Attention flottante

 

Source : La Sensation de déjà vu par Rémo Bodéi, éditions du Seuil, collection La Librairie du vingt-et-unième siècle.

Le 19 novembre 1819, le docteur Arthur Ladbroke Wigen, en bon et fidèle sujet britannique, assiste avec émotion à l’enterrement de la princesse Charlotte, morte ainsi que son fils pendant l’accouchement. Au moment où le cercueil de la reine désignée d’Angleterre descend lentement dans la crypte, Wigen est frappé par une sensation étrange et troublante ; il est accablé « non seulement par l’impression, mais par la conviction d’avoir vu la scène tout entière dans une impression précédente. »

En 1820, ayant effectué l’autopsie d’un ami qui lui était cher, Wigan se rend compte avec étonnement que celui-ci a vécu normalement avec un seul hémisphère cérébral, et il en déduit qu’un seul hémisphère suffit à soutenir entièrement la vie spirituelle de tout être humain. Après avoir examiné différents cas analogues, dans son ouvrage de 1844, The Duality of the Mind, il avance à la fin l’hypothèse selon laquelle le cerveau, tout comme d’autres organes doubles, tels les poumons ou les reins, a une nature symétrique.

Des processus de pensée séparés peuvent donc être conduits de manière asynchrone par chacun des deux hémisphères.
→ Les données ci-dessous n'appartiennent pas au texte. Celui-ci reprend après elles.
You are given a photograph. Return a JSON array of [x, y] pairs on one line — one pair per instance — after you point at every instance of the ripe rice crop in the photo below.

Dans ce cadre, le déjà vu, rapporté au « sentiment of pre-existence », est ainsi décrit : « C’est une impression soudaine que la scène à laquelle nous venons d’assister à l’instant, bien qu’en raison des circonstances elle n’ait pas pu être vue précédemment, s’est déjà trouvée sous nos yeux une autre fois, avec les mêmes personnes qui conversaient, qui exprimaient les mêmes sentiments, dans les mêmes termes. Les attitudes, les expressions, les gestes, les sons des voix ; il nous semble que nous reconnaissons tout et que tout cela attire notre attention pour la seconde fois », ce qui produit une étrange sensation perturbante.
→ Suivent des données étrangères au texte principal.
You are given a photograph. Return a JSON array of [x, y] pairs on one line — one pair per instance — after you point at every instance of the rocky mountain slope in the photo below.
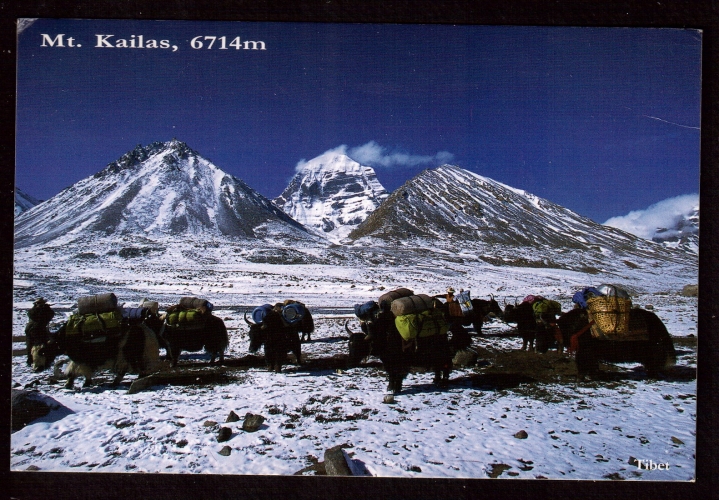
[[331, 195], [164, 189], [461, 210], [24, 201], [684, 234]]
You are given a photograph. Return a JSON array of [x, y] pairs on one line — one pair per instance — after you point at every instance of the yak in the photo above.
[[134, 348], [208, 332], [460, 338], [380, 338], [653, 348], [277, 337], [531, 328]]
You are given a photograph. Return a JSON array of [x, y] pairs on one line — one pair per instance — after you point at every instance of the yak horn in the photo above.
[[247, 320]]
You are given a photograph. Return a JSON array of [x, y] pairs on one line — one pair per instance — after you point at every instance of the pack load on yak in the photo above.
[[582, 296], [465, 302], [366, 310], [609, 313], [98, 317], [293, 312], [393, 295], [416, 316], [544, 306], [259, 313], [190, 313]]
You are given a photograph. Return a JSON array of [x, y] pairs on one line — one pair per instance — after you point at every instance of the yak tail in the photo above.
[[151, 352]]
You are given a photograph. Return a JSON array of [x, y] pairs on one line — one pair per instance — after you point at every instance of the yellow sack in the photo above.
[[424, 324]]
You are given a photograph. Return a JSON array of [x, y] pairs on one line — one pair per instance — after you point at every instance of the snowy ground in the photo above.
[[574, 429]]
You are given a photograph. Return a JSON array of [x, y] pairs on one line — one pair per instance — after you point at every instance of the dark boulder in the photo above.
[[28, 406]]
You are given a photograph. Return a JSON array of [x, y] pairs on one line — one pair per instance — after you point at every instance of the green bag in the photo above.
[[188, 318], [546, 306], [92, 325], [424, 324]]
Grâce à Wigan, le déjà vu se transforme bien vite en une sorte d’aimant culturel partout en Europe et aux États-Unis, à différents titres, l’attention des auteurs les plus divers et trouve des descriptions poétiques et des explications philosophiques ou scientifiques variées, mais toutes liées par la fascination pour une expérience qui, à bien des égards marginale et évanescente, semble cependant garder des significations cachées et ouvrir la porte à la solution d’autres problèmes, tout en amenant aussi à se demander s’il est permis d’en tirer des conséquences de plus vaste portée, en raison de la faiblesse de sa consistance, de sa durée et de sa détermination.

La théorie de Wigan, suivie plus tard par Jackson et par Pick, selon lequel le phénomène aurait lieu une ou deux fois par ans, connaît une grande notoriété tout au long de la seconde moitié du dix-neuvième siècle et jusqu’à la Grande Guerre. Tombée dans l’oubli pendant quelques décennies, elle reprend de la vigueur dans la seconde moitié du vingtième siècle. Robert Efron attribue à nouveau le déjà vu à un manque de synchronisation des hémisphères cérébraux, dont l’un percevait inconsciemment la scène première avant l’autre, si bine que le second la considérait comme un souvenir de la perception en acte.

Et Roger Sperry obtient le prix Nobel avec ses travaux sur le « split-brain patients », les patients dont les hémisphères ont été chirurgicalement séparés pour prévenir des attaques d’épilepsie et qui se comportent de manière contradictoire, comme s’ils avaient deux volontés ou deux intelligences, et donc, en déduit-on, deux temps, ne communiquant pas.